Let's see if it everything works.

In [None]:
image, class_id = cifar100[0]

print('(correctness, confidence)')
print(f'MEMO: {MEMO_test(model, preprocess, text_features, image, class_id, device, lr = 1e-5)}')

(correctness, confidence)
MEMO: (1, 0.19025388360023499)


# 3. Full test

In [None]:
from tqdm import tqdm

print('Running...')

correct_memo = []
correct_clip = []

confidence_memo = []
confidence_clip = []

for i in tqdm(range(5000)):


    image, class_id = cifar100[i]
    memo_eval, memo_belief = MEMO_test(model, preprocess, text_features, image, class_id, device)

    correct_memo.append(memo_eval)
    confidence_memo.append(memo_belief)

    clip_eval, clip_belief = predict(model, image, text_features, class_id)

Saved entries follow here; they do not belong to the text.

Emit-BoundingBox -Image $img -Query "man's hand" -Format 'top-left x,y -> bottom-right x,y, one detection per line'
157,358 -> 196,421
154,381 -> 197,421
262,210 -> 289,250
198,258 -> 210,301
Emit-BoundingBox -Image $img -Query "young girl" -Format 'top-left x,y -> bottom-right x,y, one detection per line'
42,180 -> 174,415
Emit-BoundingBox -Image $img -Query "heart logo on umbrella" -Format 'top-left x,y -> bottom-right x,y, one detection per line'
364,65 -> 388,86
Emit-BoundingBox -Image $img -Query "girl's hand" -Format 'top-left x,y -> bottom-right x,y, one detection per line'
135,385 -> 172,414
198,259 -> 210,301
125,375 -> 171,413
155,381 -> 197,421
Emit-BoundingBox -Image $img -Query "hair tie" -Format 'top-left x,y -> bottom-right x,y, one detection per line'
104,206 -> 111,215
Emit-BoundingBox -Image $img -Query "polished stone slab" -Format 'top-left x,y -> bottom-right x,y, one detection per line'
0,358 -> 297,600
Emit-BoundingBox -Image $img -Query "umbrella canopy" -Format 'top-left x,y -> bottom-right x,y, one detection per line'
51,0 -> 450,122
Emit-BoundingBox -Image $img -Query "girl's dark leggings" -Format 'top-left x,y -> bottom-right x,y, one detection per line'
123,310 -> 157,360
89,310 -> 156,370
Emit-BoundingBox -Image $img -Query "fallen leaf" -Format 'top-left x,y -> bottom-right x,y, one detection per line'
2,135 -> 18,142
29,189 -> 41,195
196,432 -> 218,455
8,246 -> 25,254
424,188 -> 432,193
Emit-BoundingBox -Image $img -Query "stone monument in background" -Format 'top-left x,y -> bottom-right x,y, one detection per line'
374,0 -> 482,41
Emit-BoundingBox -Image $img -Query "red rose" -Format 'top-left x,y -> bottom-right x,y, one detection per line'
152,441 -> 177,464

    correct_clip.append(clip_eval)
    confidence_clip.append(clip_belief)

print('')
print(f'MEMO adapt test accuracy {(np.mean(correct_memo))*100:.2f}. Average confidence: {(np.mean(confidence_memo))*100:.2f}')
print(f'CLIP adapt test accuracy {(np.mean(correct_clip))*100:.2f}. Average confidence: {(np.mean(confidence_clip))*100:.2f}')

Running...


100%|██████████| 500/500 [04:46<00:00,  1.74it/s]


MEMO adapt test accuracy 64.60. Average confidence: 51.37
CLIP adapt test accuracy 64.40. Average confidence: 50.60





# 4. A few remarks

*   It's a non trivial task to set the learning rate of the optimizer properly. In fact since loss function, *the entropy*, is minimized for high confidence predictions regardless of the correctness of the prediction itself: setting it too high will destroy model's parameters and therefore giving lots of erroneus predictions. On the other hand though if the learning rate is way too little then the backpropagation step won't be effectful enough. Setting ```lr = 1e-5``` seems an ok in-between.


*   In information theory literature to compute the entropy of a random variable is it usually employed the base 2 logarithm, $\log_2$. In this implementation we use the classical base $e$ log but this is not only formally correct but also does not influence the backpropagation step as it just differs from $log_2$ by a multiplicative constant ($\frac{1}{\log_e(2)}$).

* The number of augmentations does not have a huge impact on the outcome. However, the more augmentations the more accuracy at the price of a reduced confidence - averaging to a higher number of probability distributions will land a less peaked distribution, hence more entropy, but gains more robustness to domain shifts.